One Sunday in the Summer of '98, I drove down to Alum Chine, parked my car at the top of the headland, and walked down to the beach. As I strode down the hill, the entire expanse of Poole Bay was before me, stretching from Hengistbury Head to the left, and Sandbanks to the right. The sky was pure azure, the sun was bright and hot, and the surface of the sea was a billion glittering points of reflected sunlight, criss-crossed by a seething foment of multi-coloured yachts, motorboats, speedboats, water-skiers, and jet-skis.
In the popular imagination, singularities are primordial or destructive things, found either at the beginning of the universe, or within the interiors of black holes. These, however, are merely singularities of space-time. There is a quite distinct type of singularity, which belongs to a mathematical discipline called singularity theory, and the sparkling points of light upon the surface of the sea are singularities in this sense of the term.
To understand this, freeze the surface of sea at a moment in time, and fix the position of the Sun (an extended light source) and the eye of the observer. According to Fermat's principle, the light rays between a source and an observer must be extrema of something called the optical length. (Extrema are either maxima or minima). The optical length of a path in space is determined by its geometrical length, and the index of refraction of any media through which it passes. In the case of interest to us here, the only medium is the air, so we can equate the optical length with the geometrical length.
For light to reach the eye via a reflective surface, such as the surface of the sea, it must follow an extremum of the optical length L. If we let x denote an arbitrary point on the surface of the sea, then, of all the possible paths from the Sun to the eye via point x, the actual path taken by the light is typically the one which minimizes the geometrical length.
Whilst reflected light will reach the eye from all the points upon the surface of the sea, only some points reflect a bright image of the Sun. If one treats the optical length as a function defined upon the surface of the sea, then these bright points are (i) singularities of the optical length, in the sense that the gradient vanishes, ∂ L(x)/∂ x = 0; and (ii) caustics, in the sense that the Hessian of the optical length is singular. (The Hessian, ∂2 L(x)/∂ xi ∂ xj, is the matrix of second-order derivatives, and if a matrix has a zero determinant, then it is deemed to be singular).

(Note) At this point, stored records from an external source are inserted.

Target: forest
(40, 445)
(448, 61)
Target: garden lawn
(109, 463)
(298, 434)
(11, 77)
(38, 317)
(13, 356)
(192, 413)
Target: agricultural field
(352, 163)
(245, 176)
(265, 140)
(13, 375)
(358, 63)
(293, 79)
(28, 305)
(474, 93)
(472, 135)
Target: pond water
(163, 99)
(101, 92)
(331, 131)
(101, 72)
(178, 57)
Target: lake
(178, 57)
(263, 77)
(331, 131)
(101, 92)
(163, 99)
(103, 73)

The caustic singularities upon the surface of the reflective medium, relative to the fixed observer, are responsible for focusing the light rays for that fixed observer. Each momentary bright image of the Sun upon the surface of the sea, is responsible for a focal plane which intersects the eye of the observer for that brief moment of time. As the surface of the sea chops and shifts, the caustic singularities change for a fixed observer, and if the surface of the sea is frozen, the caustic singularities will be different for different observers.